Which brings us to today.  Calvinism is on the rise – and I praise God for it.  Yet it is often antagonistic toward non-Calvinists.  On the other side is a responding antagonism against Calvinism.  Can we agree to disagree?  Can we come together around the gospel like Whitefield and the Wesleys?  Can we keep the main thing the main thing?  Whitefield didn’t want Wesley to publish against predestination because he didn’t want to divide the church and hurt the revival that was going on.  For the sake of the church, and the hope of revival, can we keep the gospel central and rally around it?

We have much to learn from these men.  For further reading, check out these biographies that I just read:

George Whitefield – Arnold Dallimore (I read the one volume edition, there is also a much more complete two volume edition)

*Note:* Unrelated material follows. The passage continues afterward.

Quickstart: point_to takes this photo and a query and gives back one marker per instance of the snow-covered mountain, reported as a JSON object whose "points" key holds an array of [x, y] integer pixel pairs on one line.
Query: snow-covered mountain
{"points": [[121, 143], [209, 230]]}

George Whitefield and the Great Awakening – John Pollock

Assist Me To Proclaim: Life and Hymns of Charles Wesley – John Tyson

John Wesley – Stephen Tomkins

Your Will Be Done

The third request in the Lord’s Prayer is “your will be done.”  What does this mean?  First, we are praying for God’s moral will to be done, that his commands would be obeyed.  We want God to help us do his will.  Second, we are praying for God’s providential will to be done.  We are expressing our trust in God’s plan for our lives as Jesus did in the garden before the cross.

Do our prayers look like this?  Is this our heart’s desire?

Your Kingdom Come

The second request in the Lord’s Prayer is “Your kingdom come.”  What does this mean?  First, we are praying for Christ’s return, when his kingdom will come in it’s final fulfillment.  Second, we are praying for people to come to Christ, when the king comes into their lives and they enter the kingdom.  Third, we are praying for God’s people to submit to their king, when they act like true subjects of the kingdom.  The question is, do we really want these things?

Do we long for Christ to return?  Do we long for people to be saved?  Do we long to live for Christ?  Does these desires affect our lives?

Again, our prayers reveal our hearts.  What do our prayers reveal?  Are we crying out for Christ to return?  Are we crying out to God for our lost loved ones, co-workers, neighbors, communities?  Are we crying out to God for his grace to help us live for our king?  Do we pray like this?  Is this our heart’s desire?

O Lord, change our hearts more and more that our desires and prayers might be focused on your kingdom!